Observations on credit scoring

Discussion in 'Credit Talk' started by Dani, Mar 5, 2002.

  1. Dani

    Dani Well-Known Member

    o After watching the score systems for Equifax, TransUnion, and Experian (I know there fake, but I'm just trying to get an idea on how this system works) it seems 3-5 cards, with high limits that report gives you the highest score.
    o Carrying a balance with a finance company decreases your score..even a small balance (by how much depends on your debt ratio load).
    o A $0 balance with a finance company does not seem to have much of an effect on the score.
    o One inquiry is the magic #.
    o Accounts that are 3 years + and a credit history over 5+ years old will maximize your score.
    o The difference between having an installment loan and not having an installment loan (20+ points).
    o Magic debt ratio load - 10-15% of total revolving credit. Less than 5% actually hurts your score (quite sickening, but true...at least from what I have observed).

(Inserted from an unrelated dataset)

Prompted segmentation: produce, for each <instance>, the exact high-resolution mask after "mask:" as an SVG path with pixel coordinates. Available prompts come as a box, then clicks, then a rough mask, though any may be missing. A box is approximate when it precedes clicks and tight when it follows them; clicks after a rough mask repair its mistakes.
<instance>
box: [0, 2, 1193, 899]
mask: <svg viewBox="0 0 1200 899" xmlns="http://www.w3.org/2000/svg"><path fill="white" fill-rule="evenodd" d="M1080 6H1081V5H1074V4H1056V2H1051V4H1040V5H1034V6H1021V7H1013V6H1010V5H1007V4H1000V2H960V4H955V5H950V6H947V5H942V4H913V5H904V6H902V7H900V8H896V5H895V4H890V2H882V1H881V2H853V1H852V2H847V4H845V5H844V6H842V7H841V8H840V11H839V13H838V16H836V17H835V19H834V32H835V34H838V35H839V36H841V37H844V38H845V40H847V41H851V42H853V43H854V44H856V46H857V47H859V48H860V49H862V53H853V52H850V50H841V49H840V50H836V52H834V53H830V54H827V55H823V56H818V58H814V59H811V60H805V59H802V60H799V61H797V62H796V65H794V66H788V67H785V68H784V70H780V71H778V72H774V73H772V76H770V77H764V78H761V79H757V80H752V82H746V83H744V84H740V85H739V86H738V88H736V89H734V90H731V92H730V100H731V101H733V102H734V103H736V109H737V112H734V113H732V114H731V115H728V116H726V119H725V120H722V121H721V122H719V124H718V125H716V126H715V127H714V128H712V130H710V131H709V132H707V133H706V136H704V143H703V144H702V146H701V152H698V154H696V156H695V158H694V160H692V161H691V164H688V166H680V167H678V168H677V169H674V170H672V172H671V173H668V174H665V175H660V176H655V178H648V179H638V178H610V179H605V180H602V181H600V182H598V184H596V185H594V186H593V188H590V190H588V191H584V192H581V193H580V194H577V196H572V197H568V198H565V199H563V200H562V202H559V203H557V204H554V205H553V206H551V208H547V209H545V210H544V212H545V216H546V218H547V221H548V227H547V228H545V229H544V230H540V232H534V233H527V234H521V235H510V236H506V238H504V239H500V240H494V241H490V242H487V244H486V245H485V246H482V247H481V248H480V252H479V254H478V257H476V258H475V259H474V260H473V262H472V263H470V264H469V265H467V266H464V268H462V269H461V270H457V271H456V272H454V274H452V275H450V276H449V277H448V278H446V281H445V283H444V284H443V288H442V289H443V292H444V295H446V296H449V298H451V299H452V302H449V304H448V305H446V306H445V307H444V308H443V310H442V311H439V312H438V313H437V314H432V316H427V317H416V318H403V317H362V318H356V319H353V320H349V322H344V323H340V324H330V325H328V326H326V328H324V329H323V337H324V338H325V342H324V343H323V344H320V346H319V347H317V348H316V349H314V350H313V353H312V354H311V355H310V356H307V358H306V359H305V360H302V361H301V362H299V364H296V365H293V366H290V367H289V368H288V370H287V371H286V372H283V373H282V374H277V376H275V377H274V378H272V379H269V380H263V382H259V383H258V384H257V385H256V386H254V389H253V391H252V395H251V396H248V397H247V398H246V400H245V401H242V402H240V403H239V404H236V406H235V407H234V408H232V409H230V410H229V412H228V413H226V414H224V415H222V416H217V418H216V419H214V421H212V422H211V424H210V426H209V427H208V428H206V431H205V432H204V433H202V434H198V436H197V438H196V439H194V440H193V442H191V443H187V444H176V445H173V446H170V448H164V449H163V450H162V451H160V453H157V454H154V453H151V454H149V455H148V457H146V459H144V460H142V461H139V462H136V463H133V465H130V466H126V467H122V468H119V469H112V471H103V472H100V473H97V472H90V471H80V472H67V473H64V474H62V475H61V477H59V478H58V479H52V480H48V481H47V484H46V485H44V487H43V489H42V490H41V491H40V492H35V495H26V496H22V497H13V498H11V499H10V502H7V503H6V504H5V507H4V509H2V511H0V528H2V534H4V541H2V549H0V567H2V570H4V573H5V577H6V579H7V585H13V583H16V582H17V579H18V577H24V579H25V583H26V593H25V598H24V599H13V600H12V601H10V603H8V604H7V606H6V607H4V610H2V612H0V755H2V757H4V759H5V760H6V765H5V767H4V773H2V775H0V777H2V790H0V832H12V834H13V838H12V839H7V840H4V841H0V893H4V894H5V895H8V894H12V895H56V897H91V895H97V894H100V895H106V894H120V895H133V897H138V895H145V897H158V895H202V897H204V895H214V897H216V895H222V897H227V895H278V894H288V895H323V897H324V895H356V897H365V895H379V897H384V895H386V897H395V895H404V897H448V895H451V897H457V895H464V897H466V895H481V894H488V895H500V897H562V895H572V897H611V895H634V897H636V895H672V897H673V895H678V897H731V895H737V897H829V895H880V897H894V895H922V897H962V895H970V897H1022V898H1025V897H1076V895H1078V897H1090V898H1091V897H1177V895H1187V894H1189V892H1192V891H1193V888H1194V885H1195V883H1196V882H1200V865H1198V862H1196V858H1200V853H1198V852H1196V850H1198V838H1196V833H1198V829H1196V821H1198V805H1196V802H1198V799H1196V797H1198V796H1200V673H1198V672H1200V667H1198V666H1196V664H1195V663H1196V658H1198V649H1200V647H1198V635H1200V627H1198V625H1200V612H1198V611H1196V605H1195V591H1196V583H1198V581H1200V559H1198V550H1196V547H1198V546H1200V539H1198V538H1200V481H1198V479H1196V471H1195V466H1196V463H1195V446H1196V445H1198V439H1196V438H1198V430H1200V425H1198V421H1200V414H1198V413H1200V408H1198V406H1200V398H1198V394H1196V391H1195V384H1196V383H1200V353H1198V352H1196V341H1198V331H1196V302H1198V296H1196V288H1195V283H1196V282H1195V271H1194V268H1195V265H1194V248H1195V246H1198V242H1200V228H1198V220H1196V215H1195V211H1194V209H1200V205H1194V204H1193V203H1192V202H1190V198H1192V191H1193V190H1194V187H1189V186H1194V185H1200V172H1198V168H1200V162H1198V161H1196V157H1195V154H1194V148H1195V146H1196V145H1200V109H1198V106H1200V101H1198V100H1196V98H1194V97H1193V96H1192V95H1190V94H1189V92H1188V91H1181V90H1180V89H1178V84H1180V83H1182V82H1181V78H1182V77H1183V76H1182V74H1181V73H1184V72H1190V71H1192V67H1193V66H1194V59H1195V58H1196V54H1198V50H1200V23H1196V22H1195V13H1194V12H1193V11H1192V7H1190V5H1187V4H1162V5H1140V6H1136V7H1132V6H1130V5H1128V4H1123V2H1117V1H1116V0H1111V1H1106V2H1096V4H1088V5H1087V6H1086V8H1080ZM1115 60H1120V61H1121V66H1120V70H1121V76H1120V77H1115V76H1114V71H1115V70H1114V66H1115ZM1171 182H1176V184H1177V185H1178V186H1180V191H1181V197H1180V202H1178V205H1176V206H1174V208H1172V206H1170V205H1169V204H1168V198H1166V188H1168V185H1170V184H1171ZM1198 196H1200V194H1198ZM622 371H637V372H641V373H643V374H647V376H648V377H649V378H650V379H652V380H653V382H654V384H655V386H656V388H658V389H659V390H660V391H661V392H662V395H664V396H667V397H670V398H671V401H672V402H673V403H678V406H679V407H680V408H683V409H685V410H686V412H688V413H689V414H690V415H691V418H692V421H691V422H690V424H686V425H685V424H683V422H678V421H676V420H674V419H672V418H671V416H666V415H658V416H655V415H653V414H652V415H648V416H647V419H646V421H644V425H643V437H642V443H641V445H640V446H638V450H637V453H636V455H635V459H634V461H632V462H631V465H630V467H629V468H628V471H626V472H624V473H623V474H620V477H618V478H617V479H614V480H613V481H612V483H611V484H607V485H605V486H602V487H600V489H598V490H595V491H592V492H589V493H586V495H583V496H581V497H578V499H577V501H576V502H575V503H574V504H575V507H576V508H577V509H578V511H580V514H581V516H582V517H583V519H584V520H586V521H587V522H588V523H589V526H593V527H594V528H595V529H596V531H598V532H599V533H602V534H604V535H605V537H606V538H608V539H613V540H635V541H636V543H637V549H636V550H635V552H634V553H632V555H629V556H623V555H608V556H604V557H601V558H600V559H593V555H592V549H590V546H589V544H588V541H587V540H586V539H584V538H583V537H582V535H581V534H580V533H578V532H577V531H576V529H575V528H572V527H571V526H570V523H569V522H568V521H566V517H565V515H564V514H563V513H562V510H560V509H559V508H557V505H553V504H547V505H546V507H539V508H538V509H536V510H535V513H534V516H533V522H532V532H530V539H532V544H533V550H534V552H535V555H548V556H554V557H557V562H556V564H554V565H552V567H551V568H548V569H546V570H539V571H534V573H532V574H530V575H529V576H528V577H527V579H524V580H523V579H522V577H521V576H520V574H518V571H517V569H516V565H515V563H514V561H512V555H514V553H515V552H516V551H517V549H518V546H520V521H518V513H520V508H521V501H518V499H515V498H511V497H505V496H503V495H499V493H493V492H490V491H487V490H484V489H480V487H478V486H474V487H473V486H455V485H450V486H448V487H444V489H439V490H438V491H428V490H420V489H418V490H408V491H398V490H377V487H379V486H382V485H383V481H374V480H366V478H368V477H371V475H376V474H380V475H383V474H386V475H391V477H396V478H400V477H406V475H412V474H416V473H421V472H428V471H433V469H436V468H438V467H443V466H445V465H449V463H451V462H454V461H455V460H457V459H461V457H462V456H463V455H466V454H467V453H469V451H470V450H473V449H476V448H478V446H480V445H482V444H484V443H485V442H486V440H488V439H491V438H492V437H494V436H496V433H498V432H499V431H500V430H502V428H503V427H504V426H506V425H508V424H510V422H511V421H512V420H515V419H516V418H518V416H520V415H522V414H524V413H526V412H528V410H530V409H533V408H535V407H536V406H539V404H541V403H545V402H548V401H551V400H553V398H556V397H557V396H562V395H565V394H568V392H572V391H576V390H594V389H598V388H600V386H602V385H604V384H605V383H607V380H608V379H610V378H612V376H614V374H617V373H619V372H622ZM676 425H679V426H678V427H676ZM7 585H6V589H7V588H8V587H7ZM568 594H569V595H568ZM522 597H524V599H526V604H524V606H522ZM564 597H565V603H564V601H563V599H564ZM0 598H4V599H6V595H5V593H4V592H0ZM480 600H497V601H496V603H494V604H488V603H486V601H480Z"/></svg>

    * By following the above observations credit scores ranged between 750-780 (with no lates, or other derogs). To reach 800 your credit history needs to be between 10+ years old. If anybody has any comments or other observations I would love to hear them.

    Dani
     
  2. RichGuy

    RichGuy Well-Known Member

    Fine observations indeed.

    To clarify the definition of "length of credit history," it appears to mean not having one account for 5 years or any other length of time, but rather having multiple accounts for that length of time. My Citibank MasterCard, my lone account for 6 years, routinely gets me cited for lack of credit history, or insufficient length thereof. I don't think that will end until my second account, currently a bit over 2 years old, finally passes the 5 year mark, or possibly the 7 year mark.
     
  3. Karen

    Karen Well-Known Member

    I know what you say about finance company accounts is true. But, what if the account is paid off, in good standing, but is stll being reported? Will that harm your score? I did some financing of furniture at a couple stores with their one year no interest financing. It was through a finance company. I did not know any better at the time.

    I also think that high balances will kill your scores. I have perfect credit except I am maxxed out on all my major CC's and I can't get above 660. Actually, I paid down my Citi by $7500 but they have not reported yet.

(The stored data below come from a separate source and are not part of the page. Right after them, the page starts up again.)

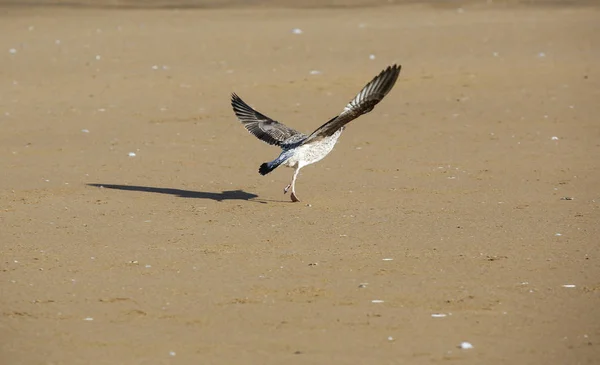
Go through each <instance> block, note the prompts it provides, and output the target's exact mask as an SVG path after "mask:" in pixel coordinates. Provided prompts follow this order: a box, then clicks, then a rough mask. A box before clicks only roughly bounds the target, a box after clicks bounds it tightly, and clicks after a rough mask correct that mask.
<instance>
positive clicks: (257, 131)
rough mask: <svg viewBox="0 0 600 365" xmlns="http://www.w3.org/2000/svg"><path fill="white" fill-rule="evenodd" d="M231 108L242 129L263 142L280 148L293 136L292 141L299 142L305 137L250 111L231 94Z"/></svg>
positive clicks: (255, 113)
mask: <svg viewBox="0 0 600 365" xmlns="http://www.w3.org/2000/svg"><path fill="white" fill-rule="evenodd" d="M231 106H232V107H233V111H234V112H235V115H236V116H237V117H238V119H239V120H240V121H241V122H242V124H244V127H246V129H247V130H248V132H250V133H252V134H254V135H255V136H256V137H257V138H258V139H260V140H262V141H263V142H267V143H268V144H273V145H277V146H282V145H285V144H286V141H288V140H289V138H291V137H293V136H296V138H293V140H301V139H303V138H305V137H306V135H304V134H303V133H300V132H298V131H297V130H295V129H292V128H290V127H287V126H285V125H283V124H281V123H279V122H277V121H275V120H273V119H271V118H269V117H267V116H266V115H263V114H261V113H259V112H257V111H256V110H254V109H252V108H251V107H250V106H249V105H248V104H246V103H245V102H244V101H243V100H242V99H241V98H240V97H239V96H237V95H236V94H235V93H234V94H231ZM288 144H289V141H288Z"/></svg>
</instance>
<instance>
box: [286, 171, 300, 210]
mask: <svg viewBox="0 0 600 365" xmlns="http://www.w3.org/2000/svg"><path fill="white" fill-rule="evenodd" d="M299 172H300V167H298V168H297V169H296V171H294V177H292V182H291V183H290V185H291V186H292V194H291V195H290V198H292V201H293V202H294V203H295V202H299V201H300V199H298V197H297V196H296V177H298V173H299ZM288 188H289V187H288ZM286 191H287V190H286Z"/></svg>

    Another observation is that a negatives like a paid collection will kill yur score, but when it is removed, there is little or no improvement. I got zero points when a paid collection was removed.

    All in all, a very unfair system.
     
  4. Dani

    Dani Well-Known Member

    Karen,

    Concerning finance companies it doesn't seem to hurt your score if their is a $0 balance on the account and if it was paid on time. I noticed it when I charged something to my CompUSA account (Household Bank) and it was reported to the bureaus (end of statement balance). My score took a hit (about 5 points) for only a $100 balance. After I pay it off the score goes back up. If I put $100 on Discover or Amex it doesn't affect my score at all.

    Dani
     
  5. Michael

    Michael Member

    Thanks - great information.

    Unfortunately, before I found this site after I closed a bunch of cards including my Sears account I opened in 1985 with a fairly good credit limit. Oh well.

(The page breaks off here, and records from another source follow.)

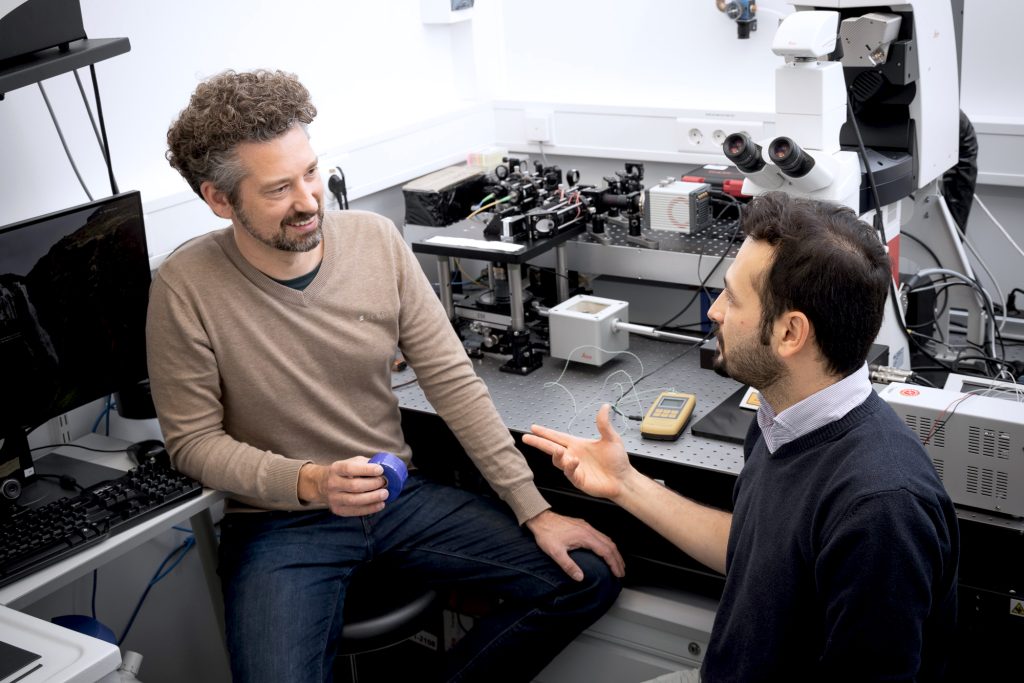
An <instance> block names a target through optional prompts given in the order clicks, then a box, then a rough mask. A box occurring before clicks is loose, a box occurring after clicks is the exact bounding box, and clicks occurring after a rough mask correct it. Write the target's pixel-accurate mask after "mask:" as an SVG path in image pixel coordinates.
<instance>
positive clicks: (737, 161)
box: [722, 133, 814, 178]
mask: <svg viewBox="0 0 1024 683" xmlns="http://www.w3.org/2000/svg"><path fill="white" fill-rule="evenodd" d="M722 151H723V152H724V153H725V156H726V158H728V160H729V161H731V162H732V163H733V164H735V165H736V168H738V169H739V170H740V171H742V172H743V173H748V174H750V173H757V172H758V171H760V170H761V169H763V168H764V167H765V160H764V158H763V157H762V156H761V145H760V144H758V143H757V142H755V141H754V140H752V139H751V136H750V135H748V134H746V133H733V134H732V135H729V136H728V137H727V138H725V142H723V143H722ZM768 158H769V159H771V161H772V163H773V164H774V165H775V166H776V167H777V168H778V170H779V171H781V172H782V173H784V174H785V175H787V176H790V177H791V178H802V177H804V176H805V175H807V174H808V173H810V172H811V169H812V168H814V157H812V156H811V155H809V154H807V153H806V152H804V151H803V150H802V148H801V146H800V145H799V144H797V143H796V142H795V141H794V140H793V139H792V138H788V137H784V136H782V137H776V138H775V139H774V140H772V141H771V144H769V145H768Z"/></svg>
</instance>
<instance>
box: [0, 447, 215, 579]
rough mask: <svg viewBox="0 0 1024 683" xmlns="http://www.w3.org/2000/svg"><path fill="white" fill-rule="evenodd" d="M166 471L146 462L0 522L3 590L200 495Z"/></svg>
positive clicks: (158, 465)
mask: <svg viewBox="0 0 1024 683" xmlns="http://www.w3.org/2000/svg"><path fill="white" fill-rule="evenodd" d="M202 490H203V486H202V484H200V483H199V482H198V481H196V480H195V479H191V478H189V477H186V476H185V475H183V474H181V473H180V472H176V471H174V470H172V469H170V468H168V467H165V466H162V465H156V464H152V463H146V464H142V465H139V466H138V467H136V468H135V469H133V470H131V471H130V472H126V473H125V474H124V475H123V476H120V477H118V478H116V479H111V480H108V481H101V482H99V483H97V484H94V485H92V486H89V487H88V488H86V489H85V490H83V492H81V493H80V494H78V495H76V496H70V497H67V498H62V499H59V500H56V501H53V502H51V503H47V504H46V505H43V506H41V507H38V508H27V509H19V510H15V511H13V512H12V513H10V514H9V515H5V516H4V517H3V518H0V586H5V585H7V584H9V583H11V582H14V581H17V580H18V579H22V578H23V577H26V575H28V574H30V573H32V572H33V571H36V570H38V569H41V568H43V567H45V566H47V565H50V564H53V563H54V562H57V561H59V560H62V559H63V558H65V557H68V556H69V555H73V554H75V553H78V552H81V551H82V550H85V549H86V548H88V547H89V546H92V545H94V544H97V543H99V542H101V541H103V540H104V539H106V538H108V537H111V536H113V535H115V533H118V532H120V531H123V530H125V529H127V528H130V527H132V526H134V525H135V524H137V523H139V522H141V521H143V520H145V519H147V518H148V517H152V516H154V515H156V514H157V513H159V512H160V511H161V510H164V509H165V508H168V507H170V506H173V505H175V504H176V503H178V502H180V501H183V500H185V499H188V498H193V497H195V496H199V495H200V493H202Z"/></svg>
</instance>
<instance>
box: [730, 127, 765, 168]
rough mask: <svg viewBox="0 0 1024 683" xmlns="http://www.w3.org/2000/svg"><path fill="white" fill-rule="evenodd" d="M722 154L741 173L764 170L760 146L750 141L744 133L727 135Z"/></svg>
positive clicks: (756, 143) (754, 142)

    I have two Visa/MC accounts now since I closed the others. When you mention 3 to 5 cards, does that include department store in addition to major cards? I still have a Nordstroms card which I never use so perhaps I should close it too.

    I have at least 4 Household Finance accounts on my report which are all closed/paid off as agreed etc. CompUSA was one of them. I no longer keep so many accounts around.

    You mention having an installment loan is positive. Would this include a mortgage loan? I have a 1st and 2nd. I recently paid off my car loans so they are paid as agreed and closed.

    Thanks again for the information.
     
  6. Dani

    Dani Well-Known Member

    Michael,

    Any kind of installment plan works whether for a mortgage, auto, or even personal loan (as long as it is not through a finance company). A paid off installment loan with a finance company is alright though.

    Dani
     
  7. KHM

    KHM Well-Known Member

    Ok here's what I have observed:
    When our car loan started reporting in Jan. my Exp went down a few points while hubbys went down about 30. On TU his score went UP 40 points when it started reporting and mine went down about 5. On EQU BOTH of ours went up, his about 40 and mine about 10. Now I am the primary and he is the cosigner.
    Now when hubby was at $0 owing on all CC's his score was the best it's been, now he owes 10% and his score is the owrst it's been.
    Just when I think I've figured out the "secret game", they throw me a curve ball.
     
  8. richard612

    richard612 Well-Known Member

    Good observations.

    My own history fits in with your description quite well, and my scores are right where you indicate they should be (mid to high-700's). In fact, a GM dealer recently pulled my TU and came back with a 790. Holy cow!

    RM
     
  9. Dani

    Dani Well-Known Member

    Thank you richard. :) Have a great day.